|  | 
 | ||||
|        | |||||
|  | |||||
| Related Syntax | Related Concepts | ||||
| control structure | do sgml-parse | ||||
Syntax
do sgml-parse document (with id-checking switch-expression)? 
                       (with utf-8 switch-expression)?
                       (creating sgml-dtds{string-expression})? scan string-source-expression
   local-declaration*
   action*
done
do sgml-parse subdocument (with id-checking switch-expression)? 
                          (creating sgml-dtds{string-expression})? scan string-source-expression
   local-declaration*
   action*
done
do sgml-parse instance (with document-element string-expression)? 
                       with (sgml-dtds{string-expression} | current sgml-dtd) 
                       (with id-checking switch-expression)? scan string-source-expression
   local-declaration*
   action*
done
    
 do sgml-parse is used to invoke the SGML parser.

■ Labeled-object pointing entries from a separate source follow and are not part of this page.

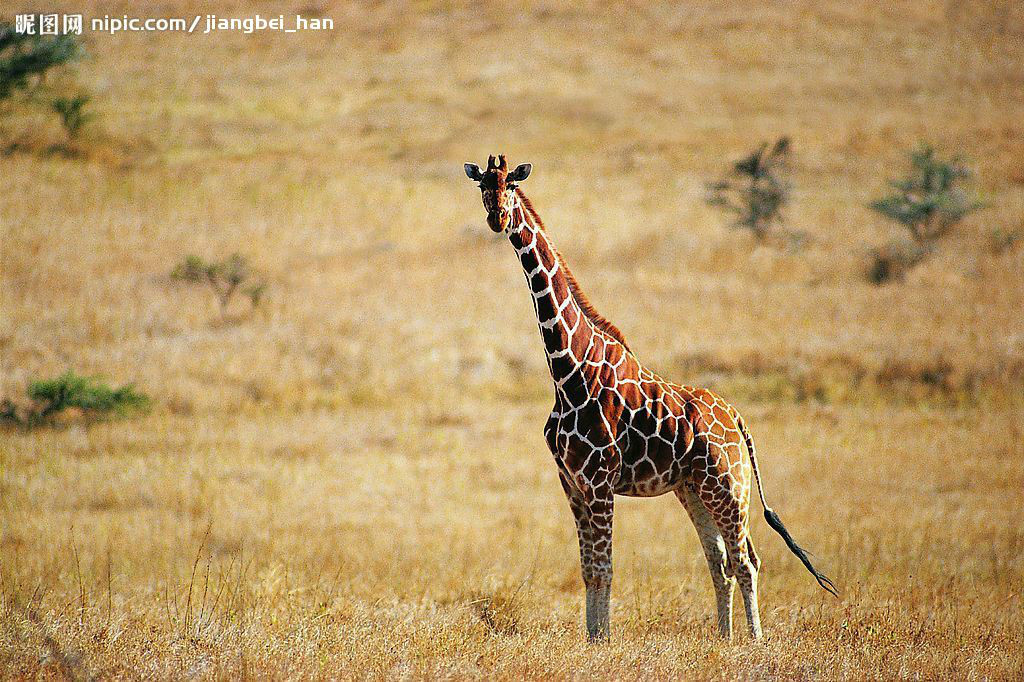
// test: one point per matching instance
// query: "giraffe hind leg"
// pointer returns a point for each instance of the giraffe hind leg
(728, 506)
(714, 548)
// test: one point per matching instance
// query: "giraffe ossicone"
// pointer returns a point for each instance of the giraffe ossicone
(617, 428)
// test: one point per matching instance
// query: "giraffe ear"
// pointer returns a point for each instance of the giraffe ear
(520, 173)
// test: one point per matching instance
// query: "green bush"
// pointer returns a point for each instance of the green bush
(929, 201)
(25, 59)
(756, 189)
(225, 278)
(50, 396)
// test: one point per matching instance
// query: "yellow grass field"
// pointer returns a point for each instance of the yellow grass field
(351, 480)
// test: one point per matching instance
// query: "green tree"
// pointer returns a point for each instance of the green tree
(756, 189)
(929, 200)
(25, 59)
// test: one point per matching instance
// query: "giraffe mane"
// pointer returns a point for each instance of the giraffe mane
(599, 321)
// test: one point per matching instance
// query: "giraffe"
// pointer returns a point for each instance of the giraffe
(617, 428)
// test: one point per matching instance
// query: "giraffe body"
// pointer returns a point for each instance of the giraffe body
(617, 428)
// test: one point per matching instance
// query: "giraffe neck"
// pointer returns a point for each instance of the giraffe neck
(567, 332)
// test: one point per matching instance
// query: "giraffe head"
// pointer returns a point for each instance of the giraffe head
(498, 188)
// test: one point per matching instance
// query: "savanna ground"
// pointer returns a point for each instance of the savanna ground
(352, 481)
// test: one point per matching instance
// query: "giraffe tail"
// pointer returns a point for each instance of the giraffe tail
(776, 523)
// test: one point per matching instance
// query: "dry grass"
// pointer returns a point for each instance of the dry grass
(352, 482)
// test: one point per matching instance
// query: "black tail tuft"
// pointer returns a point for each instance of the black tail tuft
(776, 523)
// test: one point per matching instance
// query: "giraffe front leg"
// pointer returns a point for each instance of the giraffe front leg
(593, 519)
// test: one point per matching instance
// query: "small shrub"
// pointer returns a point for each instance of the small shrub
(72, 113)
(929, 202)
(756, 189)
(894, 260)
(225, 278)
(70, 390)
(25, 59)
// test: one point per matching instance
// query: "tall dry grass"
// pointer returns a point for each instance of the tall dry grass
(351, 482)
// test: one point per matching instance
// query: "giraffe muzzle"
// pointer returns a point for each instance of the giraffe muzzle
(497, 220)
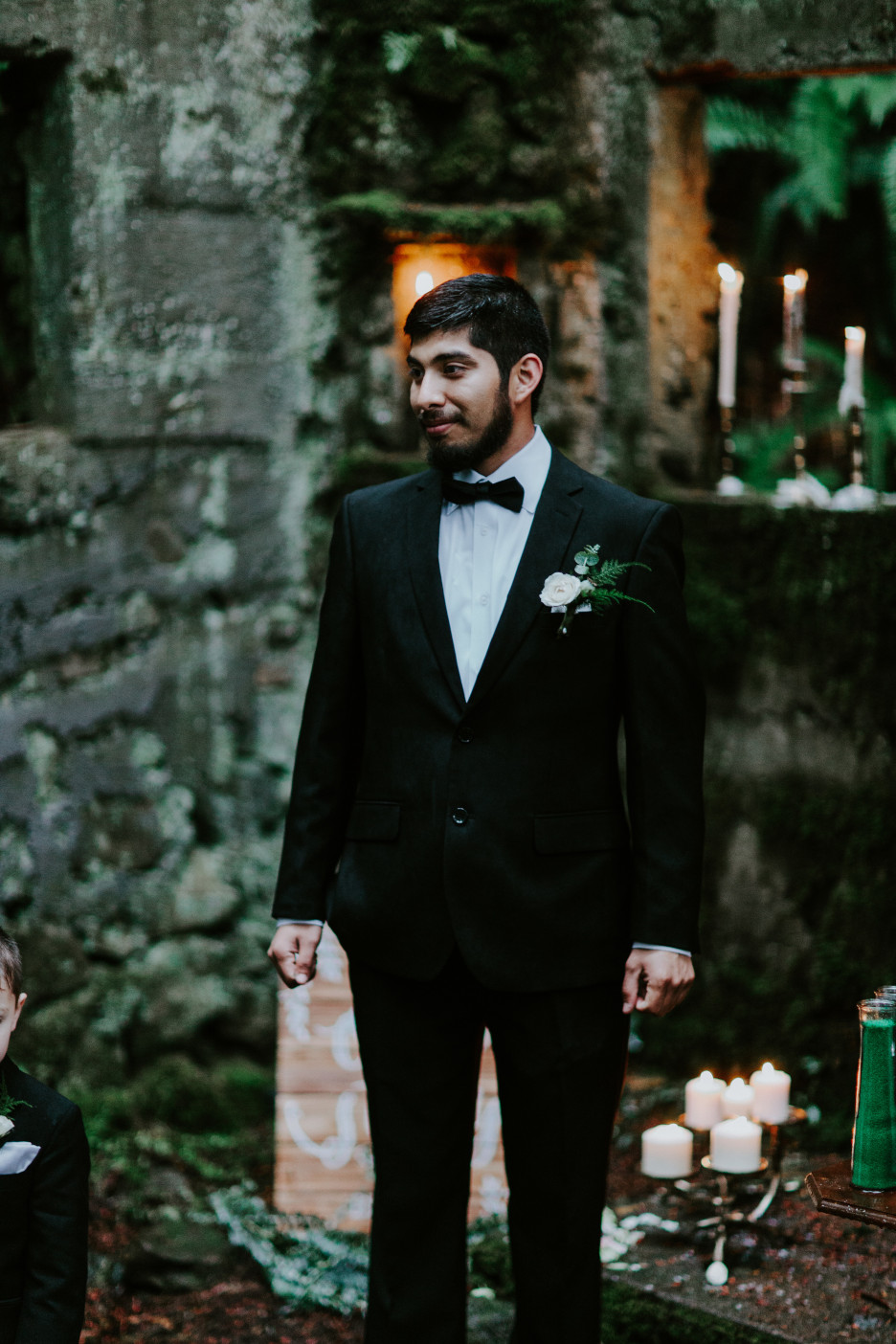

A number of activities
          must occur within a do sgml-parse block.
          
document, subdocument, or instance.
            
#content to consume the parsed markup, or a parse continuation operator
              (%c or suppress) to initiate processing of the data by markup
                rules.
          
 The simplest use of do sgml-parse is to process a complete SGML document:
          
  do sgml-parse document scan file "my-sgml.sgml"
     output "%c"
  done
            
        
 This assumes that the file mysgml.sgml contains an SGML document. If the DTD and the instance
          are in different files, they can be joined:
          
  do sgml-parse document scan file "my-dtd.dtd" || file "my-sgml.sgml"
     output "%c"
  done
            
      
 If the same DTD is to be used to parse several input instances, it is best to pre-compile the DTD and store
          it on the built-in sgml-dtds shelf:
          
  do sgml-parse document creating sgml-dtds{"my-dtd"} scan file "my-dtd.dtd" 
     suppress
  done
            
 
          If the instance file names are stored on a shelf my-instances, then each instance can then be
          processed in turn:
            repeat over my-instances
     do sgml-parse instance with sgml-dtds{"my-dtd"} scan file my-instances 
        output "%c"
     done
  again   
            
      
 A nested SGML parse can use the same DTD as an outer SGML parse to validate its own input: for instance,
          
  process
     using group "one"
     do sgml-parse document scan "<!doctype a ["
                              || "<!element a - - (b | #pcdata)*>"
                              || "<!element b - - (#pcdata)>]>"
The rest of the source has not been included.